O patrimônio declarado pelo deputado federal Alberto Barros Cavalcante Neto, o Capitão Alberto Neto, cresceu 132,5% entre 2022 e 2024, segundo as declarações apresentadas pelo próprio parlamentar à Justiça Eleitoral. O valor informado passou de R$ 312 mil para R$ 725.395,42, uma diferença nominal de R$ 413.395,42 em dois anos.
A declaração de 2022 registrava um apartamento avaliado em R$ 312 mil, localizado no bairro Parque 10 de Novembro, em Manaus. O mesmo imóvel permaneceu na declaração de 2024 pelo valor de R$ 312 mil. Na declaração apresentada em 2024, porém, o patrimônio passou a incluir, além do apartamento, R$ 200 mil em participação societária e R$ 213.395,42 em aplicações financeiras.

Participação societária e investimentos ampliam patrimônio
Entre as aplicações financeiras declaradas em 2024 estão R$ 153.192,49 em CDB do Banco do Brasil, R$ 40.064,31 em fundo de investimento de longo prazo e R$ 20.138,62 em CDB do Bradesco.

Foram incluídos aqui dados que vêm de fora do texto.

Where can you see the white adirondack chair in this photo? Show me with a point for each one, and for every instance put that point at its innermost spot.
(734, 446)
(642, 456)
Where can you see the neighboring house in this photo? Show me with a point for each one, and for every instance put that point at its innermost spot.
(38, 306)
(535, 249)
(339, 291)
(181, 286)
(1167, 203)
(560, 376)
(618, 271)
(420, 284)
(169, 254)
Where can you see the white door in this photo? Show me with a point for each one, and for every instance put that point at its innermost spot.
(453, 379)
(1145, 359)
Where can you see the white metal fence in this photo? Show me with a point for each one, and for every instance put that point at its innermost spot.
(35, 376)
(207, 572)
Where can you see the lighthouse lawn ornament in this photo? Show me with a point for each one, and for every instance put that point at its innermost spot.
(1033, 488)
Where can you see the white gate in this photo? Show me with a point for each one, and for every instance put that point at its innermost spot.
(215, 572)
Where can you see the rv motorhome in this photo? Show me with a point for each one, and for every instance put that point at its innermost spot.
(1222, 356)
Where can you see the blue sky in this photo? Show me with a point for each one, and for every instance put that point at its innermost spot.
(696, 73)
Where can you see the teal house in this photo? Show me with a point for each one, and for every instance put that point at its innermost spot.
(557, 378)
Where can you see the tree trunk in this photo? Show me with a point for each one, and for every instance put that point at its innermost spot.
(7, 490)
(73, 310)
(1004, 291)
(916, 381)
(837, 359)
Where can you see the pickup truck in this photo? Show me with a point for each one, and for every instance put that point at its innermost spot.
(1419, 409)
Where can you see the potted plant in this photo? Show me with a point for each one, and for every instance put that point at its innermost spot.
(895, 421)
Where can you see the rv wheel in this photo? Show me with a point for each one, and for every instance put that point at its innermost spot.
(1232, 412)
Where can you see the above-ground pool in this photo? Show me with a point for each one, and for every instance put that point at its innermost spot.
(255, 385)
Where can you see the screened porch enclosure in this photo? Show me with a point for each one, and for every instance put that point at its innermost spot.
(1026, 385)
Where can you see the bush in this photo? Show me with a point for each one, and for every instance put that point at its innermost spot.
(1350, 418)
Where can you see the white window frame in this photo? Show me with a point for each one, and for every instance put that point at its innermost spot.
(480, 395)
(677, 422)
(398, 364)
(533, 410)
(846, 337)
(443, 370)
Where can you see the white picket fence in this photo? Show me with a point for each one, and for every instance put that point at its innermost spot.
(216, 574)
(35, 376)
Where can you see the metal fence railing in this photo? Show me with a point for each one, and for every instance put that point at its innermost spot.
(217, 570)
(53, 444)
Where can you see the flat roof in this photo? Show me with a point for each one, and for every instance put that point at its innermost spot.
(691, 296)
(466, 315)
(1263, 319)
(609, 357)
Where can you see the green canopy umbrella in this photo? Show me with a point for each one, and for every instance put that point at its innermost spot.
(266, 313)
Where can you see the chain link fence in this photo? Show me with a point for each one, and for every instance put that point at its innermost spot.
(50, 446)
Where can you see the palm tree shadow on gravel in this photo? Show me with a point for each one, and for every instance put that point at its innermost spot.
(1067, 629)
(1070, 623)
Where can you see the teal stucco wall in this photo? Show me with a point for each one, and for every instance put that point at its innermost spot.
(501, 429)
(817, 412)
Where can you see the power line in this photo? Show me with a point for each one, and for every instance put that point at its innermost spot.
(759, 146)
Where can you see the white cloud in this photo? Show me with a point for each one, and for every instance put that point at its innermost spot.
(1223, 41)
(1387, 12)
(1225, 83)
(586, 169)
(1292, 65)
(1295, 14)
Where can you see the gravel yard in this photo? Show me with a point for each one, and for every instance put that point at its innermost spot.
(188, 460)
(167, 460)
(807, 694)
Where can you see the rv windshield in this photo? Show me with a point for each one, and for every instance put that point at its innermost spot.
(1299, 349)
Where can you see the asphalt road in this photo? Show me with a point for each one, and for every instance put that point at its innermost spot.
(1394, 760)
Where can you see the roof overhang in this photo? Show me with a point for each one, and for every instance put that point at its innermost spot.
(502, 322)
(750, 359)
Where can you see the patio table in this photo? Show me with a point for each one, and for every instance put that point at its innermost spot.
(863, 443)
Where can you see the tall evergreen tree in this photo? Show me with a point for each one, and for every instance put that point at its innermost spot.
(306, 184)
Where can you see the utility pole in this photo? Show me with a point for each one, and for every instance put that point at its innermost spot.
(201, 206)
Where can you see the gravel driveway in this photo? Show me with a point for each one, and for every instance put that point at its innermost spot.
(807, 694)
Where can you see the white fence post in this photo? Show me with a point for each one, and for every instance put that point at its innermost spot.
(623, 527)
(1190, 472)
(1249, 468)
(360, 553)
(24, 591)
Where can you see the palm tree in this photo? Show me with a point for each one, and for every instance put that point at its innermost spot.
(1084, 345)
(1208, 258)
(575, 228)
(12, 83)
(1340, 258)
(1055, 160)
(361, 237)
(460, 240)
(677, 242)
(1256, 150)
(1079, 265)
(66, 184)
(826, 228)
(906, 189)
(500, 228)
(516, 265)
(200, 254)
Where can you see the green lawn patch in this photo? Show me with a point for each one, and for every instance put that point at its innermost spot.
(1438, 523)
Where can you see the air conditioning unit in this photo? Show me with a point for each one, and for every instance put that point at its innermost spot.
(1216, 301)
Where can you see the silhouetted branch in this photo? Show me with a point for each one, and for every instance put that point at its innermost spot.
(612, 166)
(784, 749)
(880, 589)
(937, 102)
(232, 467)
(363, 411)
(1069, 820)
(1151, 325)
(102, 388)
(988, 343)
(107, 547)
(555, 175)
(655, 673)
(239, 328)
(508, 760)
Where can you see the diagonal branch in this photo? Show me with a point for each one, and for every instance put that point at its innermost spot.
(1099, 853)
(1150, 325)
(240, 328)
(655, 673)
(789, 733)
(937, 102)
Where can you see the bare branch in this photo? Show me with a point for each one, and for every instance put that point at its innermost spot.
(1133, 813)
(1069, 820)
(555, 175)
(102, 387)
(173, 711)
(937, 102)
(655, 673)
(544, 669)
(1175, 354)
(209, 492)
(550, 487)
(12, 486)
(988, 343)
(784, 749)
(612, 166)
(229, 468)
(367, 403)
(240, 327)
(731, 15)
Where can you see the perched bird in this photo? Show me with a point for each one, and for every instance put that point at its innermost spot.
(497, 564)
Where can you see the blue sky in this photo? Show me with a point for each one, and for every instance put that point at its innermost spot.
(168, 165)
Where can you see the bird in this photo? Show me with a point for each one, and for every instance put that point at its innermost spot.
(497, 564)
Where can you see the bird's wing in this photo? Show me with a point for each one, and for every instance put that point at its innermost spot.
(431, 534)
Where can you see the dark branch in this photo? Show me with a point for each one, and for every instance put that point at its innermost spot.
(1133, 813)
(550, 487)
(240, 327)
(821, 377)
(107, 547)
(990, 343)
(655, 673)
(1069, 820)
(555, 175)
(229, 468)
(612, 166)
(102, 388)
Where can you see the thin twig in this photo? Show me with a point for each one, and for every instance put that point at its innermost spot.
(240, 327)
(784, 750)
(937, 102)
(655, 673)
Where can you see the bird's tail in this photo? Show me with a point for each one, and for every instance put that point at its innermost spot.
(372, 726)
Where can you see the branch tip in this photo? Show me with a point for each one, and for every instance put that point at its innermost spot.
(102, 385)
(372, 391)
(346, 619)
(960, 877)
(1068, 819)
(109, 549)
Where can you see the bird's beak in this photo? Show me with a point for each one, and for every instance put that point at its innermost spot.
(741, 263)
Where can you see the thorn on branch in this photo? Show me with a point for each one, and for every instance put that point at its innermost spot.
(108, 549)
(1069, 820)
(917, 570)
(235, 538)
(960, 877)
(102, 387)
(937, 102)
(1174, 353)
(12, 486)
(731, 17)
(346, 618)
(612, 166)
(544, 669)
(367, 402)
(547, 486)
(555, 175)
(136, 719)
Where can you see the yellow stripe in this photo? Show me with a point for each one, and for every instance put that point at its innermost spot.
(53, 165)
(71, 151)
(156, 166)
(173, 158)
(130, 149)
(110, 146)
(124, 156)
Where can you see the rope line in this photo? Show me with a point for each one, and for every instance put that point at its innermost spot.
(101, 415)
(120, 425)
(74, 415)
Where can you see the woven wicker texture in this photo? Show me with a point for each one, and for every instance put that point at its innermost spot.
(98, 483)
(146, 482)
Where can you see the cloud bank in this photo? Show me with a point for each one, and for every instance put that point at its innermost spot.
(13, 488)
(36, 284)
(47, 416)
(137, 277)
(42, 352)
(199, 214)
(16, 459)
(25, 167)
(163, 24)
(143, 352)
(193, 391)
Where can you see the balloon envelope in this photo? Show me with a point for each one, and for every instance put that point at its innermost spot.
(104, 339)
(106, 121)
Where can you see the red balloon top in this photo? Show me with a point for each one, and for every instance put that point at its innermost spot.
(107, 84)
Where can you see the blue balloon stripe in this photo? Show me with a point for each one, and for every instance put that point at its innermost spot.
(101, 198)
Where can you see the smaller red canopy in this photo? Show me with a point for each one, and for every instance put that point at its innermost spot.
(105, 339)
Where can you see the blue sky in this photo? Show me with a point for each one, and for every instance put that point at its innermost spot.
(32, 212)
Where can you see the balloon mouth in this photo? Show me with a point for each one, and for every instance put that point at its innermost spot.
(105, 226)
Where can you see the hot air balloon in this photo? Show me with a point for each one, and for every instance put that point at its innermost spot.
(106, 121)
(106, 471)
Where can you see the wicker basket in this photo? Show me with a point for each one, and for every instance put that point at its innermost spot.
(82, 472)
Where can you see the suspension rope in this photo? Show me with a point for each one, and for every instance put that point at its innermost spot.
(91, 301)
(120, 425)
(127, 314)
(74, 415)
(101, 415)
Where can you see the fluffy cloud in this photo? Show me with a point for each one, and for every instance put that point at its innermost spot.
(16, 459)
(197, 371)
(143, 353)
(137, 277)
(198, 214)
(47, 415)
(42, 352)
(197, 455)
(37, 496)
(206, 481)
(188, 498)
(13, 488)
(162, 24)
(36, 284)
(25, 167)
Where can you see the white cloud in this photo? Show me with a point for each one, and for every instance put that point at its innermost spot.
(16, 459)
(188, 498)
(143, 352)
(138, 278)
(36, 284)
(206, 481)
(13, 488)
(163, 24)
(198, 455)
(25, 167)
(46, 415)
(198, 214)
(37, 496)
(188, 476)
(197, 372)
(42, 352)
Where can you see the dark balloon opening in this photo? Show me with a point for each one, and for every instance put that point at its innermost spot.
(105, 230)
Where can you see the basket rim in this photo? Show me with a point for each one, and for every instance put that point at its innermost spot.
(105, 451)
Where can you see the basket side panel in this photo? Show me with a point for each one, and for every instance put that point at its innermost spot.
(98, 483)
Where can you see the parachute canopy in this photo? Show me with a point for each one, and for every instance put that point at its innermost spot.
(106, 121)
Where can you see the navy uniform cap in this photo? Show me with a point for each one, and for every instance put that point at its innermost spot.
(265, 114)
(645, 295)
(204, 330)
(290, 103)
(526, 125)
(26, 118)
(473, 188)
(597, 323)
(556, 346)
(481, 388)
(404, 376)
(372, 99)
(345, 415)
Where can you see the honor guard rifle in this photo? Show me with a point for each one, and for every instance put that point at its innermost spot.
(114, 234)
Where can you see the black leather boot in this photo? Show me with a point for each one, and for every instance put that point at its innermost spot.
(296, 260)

Somados, os investimentos financeiros chegam a R$ 213.395,42. Quando agregados aos R$ 200 mil de participação societária, os dois grupos correspondem aos R$ 413.395,42 acrescentados ao patrimônio declarado em relação a 2022.
Com isso, o apartamento, que representava a totalidade dos bens declarados em 2022, passou a corresponder a aproximadamente 43% do patrimônio informado em 2024. A participação societária representa cerca de 27,6%, enquanto as aplicações financeiras correspondem a aproximadamente 29,4% do total.
A evolução patrimonial também pode ser observada nas declarações anteriores. Em 2018, Alberto Neto informou à Justiça Eleitoral que não possuía bens. Em 2020, passou a declarar o apartamento de R$ 312 mil, valor mantido em 2022.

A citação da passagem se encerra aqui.